I helped to form, and work seasonally for, a cooperative microenterprise with a half dozen Mexican and Salvadoran immigrants, unimaginatively named La Cooperativa. I met these guys at my job as a coordinator of New Brunswick, New Jersey community gardens. We rent land and grow strikingly beautiful, pungently scented giant, school-bus-orange marigolds that we sell to New Brunswick’s many Mexican residents to celebrate their Day of the Dead at the beginning of November. Also, people with tiendas come, in vans, from Philadelphia, Manhattan, Freehold, Trenton, Asbury Park, Passaic, Atlantic City y otros ciudades para comprar multiple bouquets for resale.

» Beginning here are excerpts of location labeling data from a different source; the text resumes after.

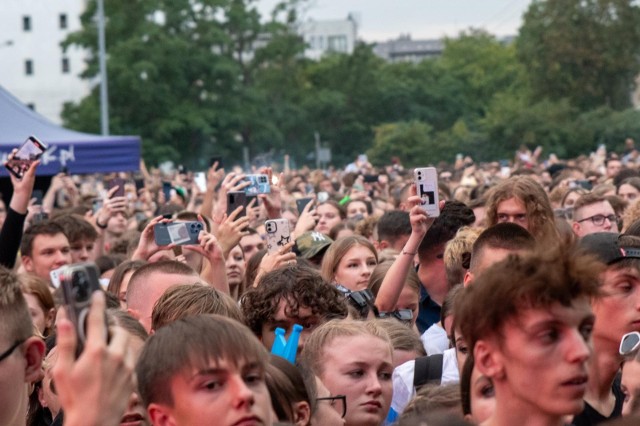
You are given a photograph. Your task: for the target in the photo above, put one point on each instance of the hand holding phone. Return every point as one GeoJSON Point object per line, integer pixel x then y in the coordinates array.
{"type": "Point", "coordinates": [30, 151]}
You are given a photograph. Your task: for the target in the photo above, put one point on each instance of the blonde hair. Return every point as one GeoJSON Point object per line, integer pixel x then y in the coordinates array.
{"type": "Point", "coordinates": [338, 249]}
{"type": "Point", "coordinates": [315, 346]}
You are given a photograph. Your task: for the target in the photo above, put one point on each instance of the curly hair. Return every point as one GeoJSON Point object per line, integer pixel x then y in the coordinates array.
{"type": "Point", "coordinates": [535, 200]}
{"type": "Point", "coordinates": [301, 287]}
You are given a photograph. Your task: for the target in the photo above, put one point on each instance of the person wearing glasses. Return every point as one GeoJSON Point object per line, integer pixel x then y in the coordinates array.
{"type": "Point", "coordinates": [617, 311]}
{"type": "Point", "coordinates": [593, 213]}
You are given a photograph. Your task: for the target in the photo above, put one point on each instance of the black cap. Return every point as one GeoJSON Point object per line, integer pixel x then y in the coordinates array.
{"type": "Point", "coordinates": [606, 246]}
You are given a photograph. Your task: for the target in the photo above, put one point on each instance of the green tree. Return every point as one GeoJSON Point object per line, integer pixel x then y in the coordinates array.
{"type": "Point", "coordinates": [584, 50]}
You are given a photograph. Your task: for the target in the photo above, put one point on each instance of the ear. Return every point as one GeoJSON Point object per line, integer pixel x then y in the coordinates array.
{"type": "Point", "coordinates": [27, 263]}
{"type": "Point", "coordinates": [468, 278]}
{"type": "Point", "coordinates": [301, 413]}
{"type": "Point", "coordinates": [488, 359]}
{"type": "Point", "coordinates": [33, 351]}
{"type": "Point", "coordinates": [160, 415]}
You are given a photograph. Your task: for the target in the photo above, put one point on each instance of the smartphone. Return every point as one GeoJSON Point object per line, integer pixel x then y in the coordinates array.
{"type": "Point", "coordinates": [234, 200]}
{"type": "Point", "coordinates": [426, 179]}
{"type": "Point", "coordinates": [181, 233]}
{"type": "Point", "coordinates": [259, 184]}
{"type": "Point", "coordinates": [216, 159]}
{"type": "Point", "coordinates": [30, 151]}
{"type": "Point", "coordinates": [119, 183]}
{"type": "Point", "coordinates": [301, 203]}
{"type": "Point", "coordinates": [38, 195]}
{"type": "Point", "coordinates": [166, 190]}
{"type": "Point", "coordinates": [78, 283]}
{"type": "Point", "coordinates": [278, 234]}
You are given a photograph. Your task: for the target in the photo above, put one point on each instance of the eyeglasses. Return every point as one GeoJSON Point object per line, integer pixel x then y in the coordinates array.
{"type": "Point", "coordinates": [338, 402]}
{"type": "Point", "coordinates": [9, 351]}
{"type": "Point", "coordinates": [629, 343]}
{"type": "Point", "coordinates": [598, 220]}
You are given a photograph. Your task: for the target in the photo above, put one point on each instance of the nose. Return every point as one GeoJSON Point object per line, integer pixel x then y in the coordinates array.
{"type": "Point", "coordinates": [242, 396]}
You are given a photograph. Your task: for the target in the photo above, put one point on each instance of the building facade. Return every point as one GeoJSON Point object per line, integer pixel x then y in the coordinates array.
{"type": "Point", "coordinates": [33, 65]}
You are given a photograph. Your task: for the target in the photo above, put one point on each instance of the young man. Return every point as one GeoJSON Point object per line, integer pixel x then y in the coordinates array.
{"type": "Point", "coordinates": [81, 234]}
{"type": "Point", "coordinates": [204, 370]}
{"type": "Point", "coordinates": [593, 213]}
{"type": "Point", "coordinates": [527, 321]}
{"type": "Point", "coordinates": [288, 296]}
{"type": "Point", "coordinates": [21, 353]}
{"type": "Point", "coordinates": [617, 313]}
{"type": "Point", "coordinates": [44, 247]}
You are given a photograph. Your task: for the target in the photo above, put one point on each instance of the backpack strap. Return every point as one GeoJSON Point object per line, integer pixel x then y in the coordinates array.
{"type": "Point", "coordinates": [428, 369]}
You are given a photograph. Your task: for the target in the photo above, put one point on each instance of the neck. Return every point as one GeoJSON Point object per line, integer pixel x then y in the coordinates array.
{"type": "Point", "coordinates": [603, 368]}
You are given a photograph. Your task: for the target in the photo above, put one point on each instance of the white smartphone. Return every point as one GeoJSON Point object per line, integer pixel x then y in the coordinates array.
{"type": "Point", "coordinates": [278, 234]}
{"type": "Point", "coordinates": [426, 179]}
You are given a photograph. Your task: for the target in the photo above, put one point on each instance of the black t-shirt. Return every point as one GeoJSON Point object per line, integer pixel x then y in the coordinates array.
{"type": "Point", "coordinates": [590, 416]}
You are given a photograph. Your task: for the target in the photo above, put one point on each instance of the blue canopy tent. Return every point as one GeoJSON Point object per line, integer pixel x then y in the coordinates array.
{"type": "Point", "coordinates": [80, 153]}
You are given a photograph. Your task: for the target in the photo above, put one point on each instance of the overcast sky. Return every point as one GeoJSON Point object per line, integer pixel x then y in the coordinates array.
{"type": "Point", "coordinates": [386, 19]}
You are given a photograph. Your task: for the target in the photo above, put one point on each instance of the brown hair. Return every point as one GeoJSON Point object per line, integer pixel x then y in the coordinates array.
{"type": "Point", "coordinates": [36, 286]}
{"type": "Point", "coordinates": [531, 194]}
{"type": "Point", "coordinates": [185, 300]}
{"type": "Point", "coordinates": [338, 250]}
{"type": "Point", "coordinates": [193, 342]}
{"type": "Point", "coordinates": [533, 280]}
{"type": "Point", "coordinates": [316, 344]}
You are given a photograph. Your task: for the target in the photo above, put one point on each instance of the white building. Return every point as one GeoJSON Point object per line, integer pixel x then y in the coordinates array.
{"type": "Point", "coordinates": [329, 36]}
{"type": "Point", "coordinates": [33, 66]}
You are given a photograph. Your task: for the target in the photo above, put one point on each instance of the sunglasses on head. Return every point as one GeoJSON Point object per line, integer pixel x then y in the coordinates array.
{"type": "Point", "coordinates": [629, 343]}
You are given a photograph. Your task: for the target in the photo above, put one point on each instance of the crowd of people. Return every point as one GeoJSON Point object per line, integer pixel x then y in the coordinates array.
{"type": "Point", "coordinates": [518, 304]}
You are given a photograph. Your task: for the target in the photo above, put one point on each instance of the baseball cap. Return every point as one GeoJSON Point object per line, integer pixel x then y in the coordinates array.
{"type": "Point", "coordinates": [311, 243]}
{"type": "Point", "coordinates": [606, 246]}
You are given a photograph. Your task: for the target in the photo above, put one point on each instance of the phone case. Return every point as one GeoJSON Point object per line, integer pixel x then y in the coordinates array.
{"type": "Point", "coordinates": [181, 233]}
{"type": "Point", "coordinates": [234, 200]}
{"type": "Point", "coordinates": [278, 234]}
{"type": "Point", "coordinates": [259, 184]}
{"type": "Point", "coordinates": [426, 179]}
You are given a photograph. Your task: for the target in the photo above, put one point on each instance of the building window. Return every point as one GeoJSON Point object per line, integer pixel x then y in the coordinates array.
{"type": "Point", "coordinates": [337, 43]}
{"type": "Point", "coordinates": [28, 67]}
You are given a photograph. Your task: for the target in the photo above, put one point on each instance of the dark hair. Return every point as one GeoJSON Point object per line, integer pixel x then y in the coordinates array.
{"type": "Point", "coordinates": [453, 216]}
{"type": "Point", "coordinates": [299, 286]}
{"type": "Point", "coordinates": [192, 342]}
{"type": "Point", "coordinates": [42, 228]}
{"type": "Point", "coordinates": [186, 300]}
{"type": "Point", "coordinates": [531, 280]}
{"type": "Point", "coordinates": [505, 236]}
{"type": "Point", "coordinates": [286, 387]}
{"type": "Point", "coordinates": [392, 225]}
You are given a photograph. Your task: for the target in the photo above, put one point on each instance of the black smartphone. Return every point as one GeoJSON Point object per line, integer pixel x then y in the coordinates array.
{"type": "Point", "coordinates": [180, 233]}
{"type": "Point", "coordinates": [30, 151]}
{"type": "Point", "coordinates": [120, 184]}
{"type": "Point", "coordinates": [38, 195]}
{"type": "Point", "coordinates": [234, 200]}
{"type": "Point", "coordinates": [214, 159]}
{"type": "Point", "coordinates": [79, 282]}
{"type": "Point", "coordinates": [301, 203]}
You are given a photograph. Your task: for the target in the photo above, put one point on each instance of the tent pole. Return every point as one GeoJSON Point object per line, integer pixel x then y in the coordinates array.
{"type": "Point", "coordinates": [104, 97]}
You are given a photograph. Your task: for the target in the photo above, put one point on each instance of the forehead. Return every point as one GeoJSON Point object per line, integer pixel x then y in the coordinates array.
{"type": "Point", "coordinates": [511, 205]}
{"type": "Point", "coordinates": [42, 241]}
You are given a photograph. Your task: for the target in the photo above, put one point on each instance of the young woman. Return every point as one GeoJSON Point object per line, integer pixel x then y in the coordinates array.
{"type": "Point", "coordinates": [350, 262]}
{"type": "Point", "coordinates": [355, 359]}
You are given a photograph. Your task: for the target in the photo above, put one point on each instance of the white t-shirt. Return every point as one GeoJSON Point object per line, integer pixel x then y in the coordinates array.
{"type": "Point", "coordinates": [403, 390]}
{"type": "Point", "coordinates": [435, 340]}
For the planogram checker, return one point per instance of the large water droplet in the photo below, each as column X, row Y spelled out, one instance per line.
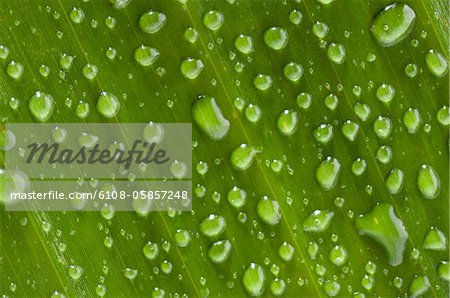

The muchachos and I—me llaman Marcos—split the work, decision-making and proceeds equally. We hire some of their family members for our busiest days of planting, harvesting and selling.
Demand for our flowers is strong. We could make semi-serious money if we were a little more focused and if the various Co-op members didn’t all have other jobs with unconventional hours, as landscapers and warehouse workers, and didn’t do things like wind up in Robert Wood Johnson Hospital—again—during the flower sale after going on another drinking binge. Or disbelieve frosty late October forecasts and, thus, fail to plastic-cover all the hoophouses on the cold nights.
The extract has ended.